Amongst all aspects of complex networks, random walk theory remains one of the most important developments (Rosvall and Bergstrom 2008; Noh and Rieger 2004). Random walk is a fundamental model for explaining the observable behavior of many stochastic processes, with its application spanning over various scientific fields from ecology and psychology to physics and chemistry (Burioni and Cassi 2005; Masuda et al. 2017). The saturation time on random walk is quantified by the number of steps from the initiation to the final convergence of the walk, and it has been mainly studied in the context of information spread over networks (Jia et al. 2010; Zhao et al. 2011; Milli et al. 2018; Elmaghraby and Aggerwal 1997). To the best of our knowledge, this is the first study on the relationship between network topology and saturation time of random walk processes.

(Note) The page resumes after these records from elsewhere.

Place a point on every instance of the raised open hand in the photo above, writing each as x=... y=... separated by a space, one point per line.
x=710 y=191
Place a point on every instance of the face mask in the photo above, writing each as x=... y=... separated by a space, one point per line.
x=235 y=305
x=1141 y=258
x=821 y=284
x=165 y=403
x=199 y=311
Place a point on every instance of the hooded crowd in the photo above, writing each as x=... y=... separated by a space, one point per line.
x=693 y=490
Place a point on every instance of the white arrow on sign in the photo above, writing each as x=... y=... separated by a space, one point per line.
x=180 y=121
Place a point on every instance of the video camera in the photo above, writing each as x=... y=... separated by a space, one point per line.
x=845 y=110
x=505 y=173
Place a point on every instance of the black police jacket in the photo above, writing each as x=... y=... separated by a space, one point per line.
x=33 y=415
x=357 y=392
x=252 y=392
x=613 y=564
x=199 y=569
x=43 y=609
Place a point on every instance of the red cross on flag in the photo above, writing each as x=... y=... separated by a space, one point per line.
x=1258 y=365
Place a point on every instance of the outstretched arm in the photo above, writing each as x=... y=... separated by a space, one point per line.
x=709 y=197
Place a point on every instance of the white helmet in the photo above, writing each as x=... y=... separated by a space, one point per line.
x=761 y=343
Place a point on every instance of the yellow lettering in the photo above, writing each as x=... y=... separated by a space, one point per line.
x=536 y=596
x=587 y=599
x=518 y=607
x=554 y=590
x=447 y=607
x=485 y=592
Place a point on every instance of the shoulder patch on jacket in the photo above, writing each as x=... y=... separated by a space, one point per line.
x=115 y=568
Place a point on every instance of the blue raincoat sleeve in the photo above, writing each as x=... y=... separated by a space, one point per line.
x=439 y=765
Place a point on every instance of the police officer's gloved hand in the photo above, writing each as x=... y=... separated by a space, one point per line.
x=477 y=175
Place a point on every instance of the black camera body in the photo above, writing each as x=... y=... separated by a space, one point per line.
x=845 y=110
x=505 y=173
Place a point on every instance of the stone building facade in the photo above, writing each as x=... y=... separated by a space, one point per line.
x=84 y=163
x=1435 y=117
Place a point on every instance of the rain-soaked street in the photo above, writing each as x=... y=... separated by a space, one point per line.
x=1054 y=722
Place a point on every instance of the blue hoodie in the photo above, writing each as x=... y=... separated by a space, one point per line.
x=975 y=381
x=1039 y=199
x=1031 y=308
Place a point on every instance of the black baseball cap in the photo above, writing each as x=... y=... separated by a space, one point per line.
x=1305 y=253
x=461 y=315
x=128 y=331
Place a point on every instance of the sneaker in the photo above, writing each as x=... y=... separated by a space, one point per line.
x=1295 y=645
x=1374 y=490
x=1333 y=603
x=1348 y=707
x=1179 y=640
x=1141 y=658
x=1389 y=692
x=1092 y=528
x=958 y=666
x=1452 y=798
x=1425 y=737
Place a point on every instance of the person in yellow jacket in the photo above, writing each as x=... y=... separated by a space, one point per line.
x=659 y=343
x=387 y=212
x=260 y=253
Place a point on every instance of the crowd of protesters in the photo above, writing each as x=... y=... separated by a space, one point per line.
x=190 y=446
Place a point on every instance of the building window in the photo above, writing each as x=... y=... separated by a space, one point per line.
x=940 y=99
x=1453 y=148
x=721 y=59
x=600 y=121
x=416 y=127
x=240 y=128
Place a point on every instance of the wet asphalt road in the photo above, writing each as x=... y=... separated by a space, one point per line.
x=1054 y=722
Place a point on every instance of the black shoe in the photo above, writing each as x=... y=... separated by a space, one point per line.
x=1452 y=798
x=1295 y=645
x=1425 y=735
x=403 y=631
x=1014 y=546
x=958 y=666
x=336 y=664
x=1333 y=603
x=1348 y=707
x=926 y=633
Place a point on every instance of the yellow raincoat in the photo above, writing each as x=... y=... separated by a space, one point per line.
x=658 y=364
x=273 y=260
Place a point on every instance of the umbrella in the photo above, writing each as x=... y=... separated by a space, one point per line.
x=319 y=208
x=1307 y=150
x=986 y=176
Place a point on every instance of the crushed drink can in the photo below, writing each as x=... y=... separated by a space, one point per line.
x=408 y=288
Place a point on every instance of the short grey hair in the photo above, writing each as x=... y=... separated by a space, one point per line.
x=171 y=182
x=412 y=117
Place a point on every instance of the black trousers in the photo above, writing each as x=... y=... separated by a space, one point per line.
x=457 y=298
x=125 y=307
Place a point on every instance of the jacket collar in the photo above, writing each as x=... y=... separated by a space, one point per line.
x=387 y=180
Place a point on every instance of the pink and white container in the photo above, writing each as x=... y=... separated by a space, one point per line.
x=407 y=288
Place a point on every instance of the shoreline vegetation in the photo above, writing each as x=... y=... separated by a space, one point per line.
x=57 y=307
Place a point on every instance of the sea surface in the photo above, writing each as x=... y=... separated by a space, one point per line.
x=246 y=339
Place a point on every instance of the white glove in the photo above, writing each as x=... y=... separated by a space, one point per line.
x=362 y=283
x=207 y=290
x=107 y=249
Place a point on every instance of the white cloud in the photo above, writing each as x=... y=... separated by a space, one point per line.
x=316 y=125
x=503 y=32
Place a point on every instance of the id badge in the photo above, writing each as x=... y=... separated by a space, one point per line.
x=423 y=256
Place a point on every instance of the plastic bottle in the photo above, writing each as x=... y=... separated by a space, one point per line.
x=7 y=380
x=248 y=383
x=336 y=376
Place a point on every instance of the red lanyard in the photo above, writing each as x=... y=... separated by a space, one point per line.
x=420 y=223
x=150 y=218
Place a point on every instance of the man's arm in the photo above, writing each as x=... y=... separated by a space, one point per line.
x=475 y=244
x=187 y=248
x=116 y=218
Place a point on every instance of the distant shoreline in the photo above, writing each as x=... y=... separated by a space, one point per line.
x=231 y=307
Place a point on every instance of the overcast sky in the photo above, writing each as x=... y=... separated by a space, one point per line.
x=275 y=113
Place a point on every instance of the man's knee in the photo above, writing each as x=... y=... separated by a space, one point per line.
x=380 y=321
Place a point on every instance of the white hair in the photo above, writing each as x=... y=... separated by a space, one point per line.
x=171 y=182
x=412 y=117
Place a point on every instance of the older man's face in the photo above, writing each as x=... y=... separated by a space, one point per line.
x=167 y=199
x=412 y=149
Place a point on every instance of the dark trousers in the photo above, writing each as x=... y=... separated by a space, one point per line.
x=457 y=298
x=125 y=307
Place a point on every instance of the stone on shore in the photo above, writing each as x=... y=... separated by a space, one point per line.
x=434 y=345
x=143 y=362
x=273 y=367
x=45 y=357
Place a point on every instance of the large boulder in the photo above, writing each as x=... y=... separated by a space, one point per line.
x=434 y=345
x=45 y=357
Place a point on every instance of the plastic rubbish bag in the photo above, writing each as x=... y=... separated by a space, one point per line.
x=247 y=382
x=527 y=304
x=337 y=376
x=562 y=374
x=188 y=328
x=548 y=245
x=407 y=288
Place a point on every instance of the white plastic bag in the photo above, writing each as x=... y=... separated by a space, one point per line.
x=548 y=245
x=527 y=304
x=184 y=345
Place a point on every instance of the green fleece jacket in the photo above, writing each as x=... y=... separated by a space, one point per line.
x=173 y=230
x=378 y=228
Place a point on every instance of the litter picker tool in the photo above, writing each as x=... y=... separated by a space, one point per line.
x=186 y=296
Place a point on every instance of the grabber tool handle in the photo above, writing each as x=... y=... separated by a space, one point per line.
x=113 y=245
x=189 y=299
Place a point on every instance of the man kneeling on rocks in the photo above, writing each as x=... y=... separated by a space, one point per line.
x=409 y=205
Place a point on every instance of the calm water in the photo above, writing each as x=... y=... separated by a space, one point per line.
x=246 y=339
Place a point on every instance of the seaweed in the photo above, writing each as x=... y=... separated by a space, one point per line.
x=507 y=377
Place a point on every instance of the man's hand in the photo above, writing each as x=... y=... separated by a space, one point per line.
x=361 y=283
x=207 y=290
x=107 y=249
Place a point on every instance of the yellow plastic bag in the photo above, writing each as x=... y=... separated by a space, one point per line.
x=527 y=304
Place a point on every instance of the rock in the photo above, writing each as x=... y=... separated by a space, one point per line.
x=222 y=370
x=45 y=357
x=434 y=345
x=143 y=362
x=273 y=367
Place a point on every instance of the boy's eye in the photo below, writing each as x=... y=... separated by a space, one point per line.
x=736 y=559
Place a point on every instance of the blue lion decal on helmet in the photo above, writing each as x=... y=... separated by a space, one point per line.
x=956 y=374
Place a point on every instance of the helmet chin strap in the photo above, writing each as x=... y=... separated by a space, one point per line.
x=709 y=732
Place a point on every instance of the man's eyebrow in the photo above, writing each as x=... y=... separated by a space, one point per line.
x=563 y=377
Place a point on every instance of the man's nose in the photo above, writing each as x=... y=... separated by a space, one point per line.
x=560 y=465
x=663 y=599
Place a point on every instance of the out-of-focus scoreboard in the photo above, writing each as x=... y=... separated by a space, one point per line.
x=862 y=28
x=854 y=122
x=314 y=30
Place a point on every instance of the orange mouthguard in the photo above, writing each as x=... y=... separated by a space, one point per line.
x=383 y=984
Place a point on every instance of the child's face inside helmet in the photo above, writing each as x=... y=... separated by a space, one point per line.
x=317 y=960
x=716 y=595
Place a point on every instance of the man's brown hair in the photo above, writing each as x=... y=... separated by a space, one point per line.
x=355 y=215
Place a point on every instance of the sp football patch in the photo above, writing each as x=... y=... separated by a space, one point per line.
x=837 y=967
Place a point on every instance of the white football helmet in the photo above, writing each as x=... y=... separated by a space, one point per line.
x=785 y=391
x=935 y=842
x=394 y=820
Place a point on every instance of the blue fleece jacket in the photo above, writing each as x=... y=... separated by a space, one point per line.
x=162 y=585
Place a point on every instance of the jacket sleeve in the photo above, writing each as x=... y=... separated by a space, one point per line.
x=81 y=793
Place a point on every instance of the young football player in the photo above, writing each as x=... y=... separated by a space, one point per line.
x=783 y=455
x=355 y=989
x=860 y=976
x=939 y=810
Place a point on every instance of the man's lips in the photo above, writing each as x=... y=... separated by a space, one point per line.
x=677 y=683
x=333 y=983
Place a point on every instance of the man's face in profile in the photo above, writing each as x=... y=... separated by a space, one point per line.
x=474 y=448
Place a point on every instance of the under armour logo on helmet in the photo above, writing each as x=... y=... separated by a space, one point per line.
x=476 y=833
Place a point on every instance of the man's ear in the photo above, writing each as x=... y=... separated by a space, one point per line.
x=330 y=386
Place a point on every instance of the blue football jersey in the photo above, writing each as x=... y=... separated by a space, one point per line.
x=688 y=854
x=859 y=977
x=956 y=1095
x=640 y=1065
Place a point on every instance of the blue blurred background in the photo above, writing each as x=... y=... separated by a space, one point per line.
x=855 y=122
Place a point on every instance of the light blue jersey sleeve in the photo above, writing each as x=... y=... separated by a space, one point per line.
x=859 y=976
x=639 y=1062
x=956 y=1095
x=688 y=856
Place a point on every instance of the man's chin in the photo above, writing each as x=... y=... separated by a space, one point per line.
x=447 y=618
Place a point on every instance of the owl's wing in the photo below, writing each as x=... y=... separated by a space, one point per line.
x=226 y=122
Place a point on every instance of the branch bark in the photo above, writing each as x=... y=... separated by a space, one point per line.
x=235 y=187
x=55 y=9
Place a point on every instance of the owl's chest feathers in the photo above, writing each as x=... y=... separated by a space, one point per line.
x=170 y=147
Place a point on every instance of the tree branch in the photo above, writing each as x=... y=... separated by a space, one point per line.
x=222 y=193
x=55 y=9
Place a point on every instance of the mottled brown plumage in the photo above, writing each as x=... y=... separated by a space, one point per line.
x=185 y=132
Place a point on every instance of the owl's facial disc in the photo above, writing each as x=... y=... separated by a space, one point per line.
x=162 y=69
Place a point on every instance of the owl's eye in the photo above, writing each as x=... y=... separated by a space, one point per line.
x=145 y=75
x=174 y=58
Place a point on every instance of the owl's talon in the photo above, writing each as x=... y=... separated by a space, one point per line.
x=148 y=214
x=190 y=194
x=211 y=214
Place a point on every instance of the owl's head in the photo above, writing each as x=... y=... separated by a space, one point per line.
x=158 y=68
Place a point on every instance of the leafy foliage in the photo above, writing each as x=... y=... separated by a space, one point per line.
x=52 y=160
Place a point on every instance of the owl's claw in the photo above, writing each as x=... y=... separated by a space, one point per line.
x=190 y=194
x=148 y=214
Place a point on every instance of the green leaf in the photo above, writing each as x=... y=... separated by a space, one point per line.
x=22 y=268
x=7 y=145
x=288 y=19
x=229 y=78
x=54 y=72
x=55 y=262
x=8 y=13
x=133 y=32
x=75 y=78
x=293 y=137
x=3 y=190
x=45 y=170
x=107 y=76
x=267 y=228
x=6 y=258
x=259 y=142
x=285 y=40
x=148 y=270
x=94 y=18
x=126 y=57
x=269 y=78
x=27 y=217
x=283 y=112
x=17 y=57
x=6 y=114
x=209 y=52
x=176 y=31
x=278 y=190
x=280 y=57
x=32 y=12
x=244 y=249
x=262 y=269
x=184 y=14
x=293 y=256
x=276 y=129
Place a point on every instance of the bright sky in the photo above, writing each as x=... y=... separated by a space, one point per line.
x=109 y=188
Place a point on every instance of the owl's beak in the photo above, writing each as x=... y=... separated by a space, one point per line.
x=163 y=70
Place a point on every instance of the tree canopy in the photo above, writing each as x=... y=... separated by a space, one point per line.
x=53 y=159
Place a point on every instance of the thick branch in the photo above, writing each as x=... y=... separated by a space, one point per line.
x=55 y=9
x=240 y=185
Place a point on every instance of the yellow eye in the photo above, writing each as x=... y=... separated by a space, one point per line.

The contributions of this work are threefold. First, we report on our recent contribution to NetLogo by developing the deterministic random walk model which is very practical for education of network science fundamentals. NetLogo is a leading platform for complex computational analytics, eco-system modeling, and multi-agent cross-platform programming (Tisue and Wilensky 2004). Second, our development uncovers that in Erdős–Rényi (ER) graphs (Erdös and Rényi 1959) the saturation time of the deterministic random walk exhibits an asymmetric pattern with a considerable probability of occurrence, highlighting the relationship between network structure and expected outcome of dynamical processes. Third, leveraging our development, we propose that the identification of hubs in networks may not always be based on having a large degree, depending on the dynamical processes running over a network. Identifying hubs only based on degree is commonly used to analyze complex networks. Our analysis demonstrates that the inter-connectivity between the hubs influences the saturation time in deterministic random walk. Hubs in the ER graphs may emerge and reduce the saturation time in deterministic random walk, though these hubs are not as efficient as the hubs in the Barabási–Albert (BA) model (Barabási and Albert 1999) in stabilizing the saturation time.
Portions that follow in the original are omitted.